With the quarterback competition still a month away, Meyer pointed out that the best option will likely win out: "I think the one thing about football, it has a tendency, with competition, that things usually surface."

Ohio State defensive line recruit Jonathon Cooper made it to the finals of Nike’s The Opening last week. So, however, did Michigan’s offensive line commit Michael Onwenu. The two faced off in one-on-ones at the end of the camp, and gave the world a first look on what we can expect to see when the two face off when they get to their respective campuses. Cooper bested Onwenu in two of three direct reps against each other.

The Opening, currently in its fifth year, is the premier camp for high school recruits in the summer, and is held at Nike’s headquarters in Beaverton, Oregon. The four-day competition brings together some of the most elite players in high school football. In all, 166 players are selected. Of this group, Ohio State has a total of four verbal commits, including Cooper, tight end Jake Hausmann, running back Demario McCall and wide receiver Austin Mack, all of whom are four-star recruits.

Cooper, a Gahanna native, is a 6’3, 238-pound defensive end, and is the No. 4 player at his position in the 2016 recruiting class according to 247Sports. Onwenu, who committed to Michigan in June, is a four-star recruit and the No. 6 guard nationally in his class. He comes from Cass Tech, where Ohio State, Michigan and Michigan State have all been recruiting heavily as of late.

"I’ve been shocked to see how much he’s changed. He’s still really intense. It still really matters to him, obviously. But there’s something different about him. He seems to almost be at peace. He seems to have answers that maybe before he was stressing about, stuff on a personal level as far as the way he’s making time for family."

- Kirk Herbstreit via Bill Rabinowitz, The Columbus Dispatch

Urban Meyer celebrated his 51st birthday Friday. Fifty was good to Meyer as far as his work goes—he won a national title at Ohio State in the first College Football Playoff, and the Buckeyes are sitting pretty heading into the 2015 season with numerous preseason award candidates and, almost assuredly, a No. 1 ranking to start the season.

Even at a young age by college coaching standards, Meyer’s resume already ranks near the top of both active and former coaches. For example, he leads all active coaches in career winning percentage with 84.5 percent—more than five percent higher than the No. 2 coach (for coaches with more than 10 years’ experience). Meyer is fourth on the all-time list. Also, only four coaches (Paul "Bear" Bryant, Frank Leahy, John McKay and Nick Saban) have won more national titles. Of these, only Leahy won more titles than Meyer at a younger age, winning all four of his championships before the age of 42. Saban didn’t win any until he was 52.

Prior to his time at Florida, Meyer successfully turned around both Bowling Green’s and Utah’s football programs in quick succession.

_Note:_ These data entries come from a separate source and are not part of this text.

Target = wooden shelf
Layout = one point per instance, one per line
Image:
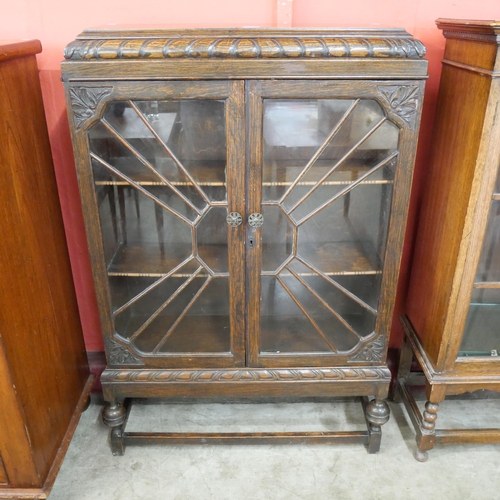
(194, 334)
(212, 173)
(147, 260)
(143, 259)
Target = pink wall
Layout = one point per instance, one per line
(56, 23)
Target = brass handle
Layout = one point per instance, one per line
(256, 220)
(234, 219)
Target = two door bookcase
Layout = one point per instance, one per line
(245, 195)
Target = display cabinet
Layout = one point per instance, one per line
(453, 306)
(245, 195)
(44, 376)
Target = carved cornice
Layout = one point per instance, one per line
(84, 101)
(260, 375)
(403, 100)
(372, 351)
(258, 47)
(120, 355)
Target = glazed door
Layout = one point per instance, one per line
(167, 169)
(322, 174)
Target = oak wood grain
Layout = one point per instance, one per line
(41, 332)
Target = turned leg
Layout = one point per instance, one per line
(114, 416)
(377, 414)
(427, 438)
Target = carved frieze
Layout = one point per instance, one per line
(239, 47)
(251, 375)
(84, 101)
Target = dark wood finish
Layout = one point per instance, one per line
(243, 67)
(460, 186)
(43, 366)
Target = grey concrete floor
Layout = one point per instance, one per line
(273, 472)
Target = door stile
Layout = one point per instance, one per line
(235, 140)
(253, 235)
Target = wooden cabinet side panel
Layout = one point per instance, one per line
(463, 98)
(471, 53)
(18, 469)
(39, 317)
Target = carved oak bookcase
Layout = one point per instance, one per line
(245, 196)
(44, 375)
(453, 306)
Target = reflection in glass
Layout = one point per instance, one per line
(159, 172)
(328, 171)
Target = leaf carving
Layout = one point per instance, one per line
(120, 355)
(84, 101)
(372, 351)
(403, 101)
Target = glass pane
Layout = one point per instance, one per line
(159, 167)
(480, 337)
(328, 172)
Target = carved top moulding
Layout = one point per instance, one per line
(107, 44)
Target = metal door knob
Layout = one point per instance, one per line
(234, 219)
(256, 220)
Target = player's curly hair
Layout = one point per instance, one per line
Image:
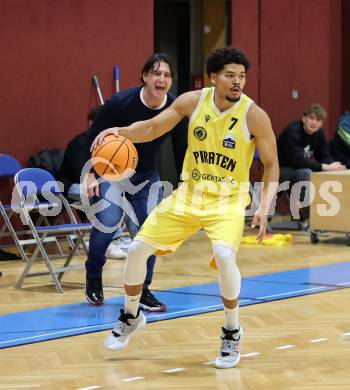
(218, 58)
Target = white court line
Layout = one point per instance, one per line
(250, 354)
(288, 346)
(135, 378)
(89, 388)
(174, 370)
(318, 340)
(292, 292)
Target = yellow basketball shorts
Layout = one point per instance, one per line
(183, 213)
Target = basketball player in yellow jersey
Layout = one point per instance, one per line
(225, 126)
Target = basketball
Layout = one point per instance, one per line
(115, 159)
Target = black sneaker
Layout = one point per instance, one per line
(149, 302)
(94, 291)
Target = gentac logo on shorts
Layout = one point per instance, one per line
(200, 133)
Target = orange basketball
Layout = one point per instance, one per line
(115, 159)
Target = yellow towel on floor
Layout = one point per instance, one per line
(270, 239)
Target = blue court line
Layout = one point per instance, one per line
(70, 320)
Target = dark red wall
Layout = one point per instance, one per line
(49, 51)
(293, 44)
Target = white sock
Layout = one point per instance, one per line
(132, 303)
(231, 318)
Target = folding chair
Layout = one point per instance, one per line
(30, 183)
(9, 166)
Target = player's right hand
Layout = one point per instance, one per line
(99, 139)
(90, 185)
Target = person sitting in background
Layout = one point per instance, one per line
(73, 162)
(340, 144)
(302, 149)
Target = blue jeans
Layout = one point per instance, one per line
(142, 203)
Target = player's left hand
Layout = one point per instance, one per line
(260, 219)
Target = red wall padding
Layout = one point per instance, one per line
(49, 51)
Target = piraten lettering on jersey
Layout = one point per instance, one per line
(218, 159)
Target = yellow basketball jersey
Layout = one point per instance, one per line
(220, 150)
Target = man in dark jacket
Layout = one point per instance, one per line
(302, 149)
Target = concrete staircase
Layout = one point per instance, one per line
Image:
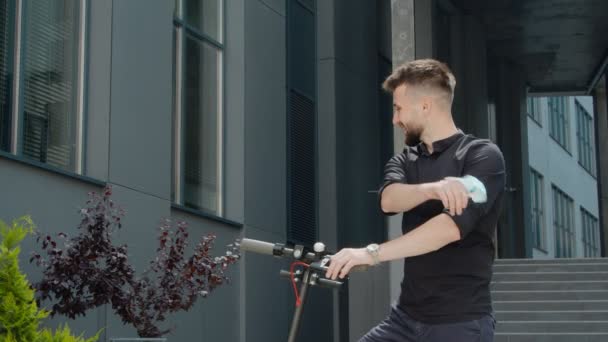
(557, 300)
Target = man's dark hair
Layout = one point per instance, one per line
(422, 72)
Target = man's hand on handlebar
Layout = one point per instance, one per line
(342, 262)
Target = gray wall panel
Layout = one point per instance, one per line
(140, 128)
(97, 115)
(265, 119)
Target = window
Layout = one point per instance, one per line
(538, 211)
(6, 74)
(591, 234)
(532, 108)
(41, 114)
(198, 112)
(563, 222)
(558, 121)
(584, 134)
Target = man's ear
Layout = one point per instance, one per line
(426, 104)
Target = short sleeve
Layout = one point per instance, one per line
(485, 162)
(394, 172)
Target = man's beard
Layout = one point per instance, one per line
(412, 138)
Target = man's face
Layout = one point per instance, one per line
(407, 115)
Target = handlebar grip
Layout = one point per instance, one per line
(257, 246)
(329, 283)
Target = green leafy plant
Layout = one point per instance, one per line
(19, 313)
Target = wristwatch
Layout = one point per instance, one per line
(374, 251)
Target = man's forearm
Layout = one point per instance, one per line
(398, 198)
(429, 237)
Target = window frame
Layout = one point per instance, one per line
(183, 30)
(79, 99)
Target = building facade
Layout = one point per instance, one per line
(563, 177)
(264, 119)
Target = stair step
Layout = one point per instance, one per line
(511, 295)
(563, 315)
(555, 305)
(552, 267)
(537, 276)
(551, 337)
(551, 261)
(576, 285)
(552, 326)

Meyer led Bowling Green to an 8-3 record in his first season there, following a 2-9 season the previous year. At Utah, which had gone 5-6 before his arrival, the Utes went 10-2 and 12-0 in Meyer’s two seasons with the school, including a win in the Fiesta Bowl in Utah’s first BCS appearance (which was also the first win by a non-BCS school in a BCS bowl game).

Meyer’s return to Ohio State, where he began his career as a graduate assistant under Earl Bruce, was uncertain, given that he left Florida over health concerns, as well as a need to balance his personal and coaching lives. He seems to have found such a balance at Ohio State. However, he has managed to continue to go full-throttle, continuing to hold his players to the same high standards that have created so much success throughout Meyer’s career.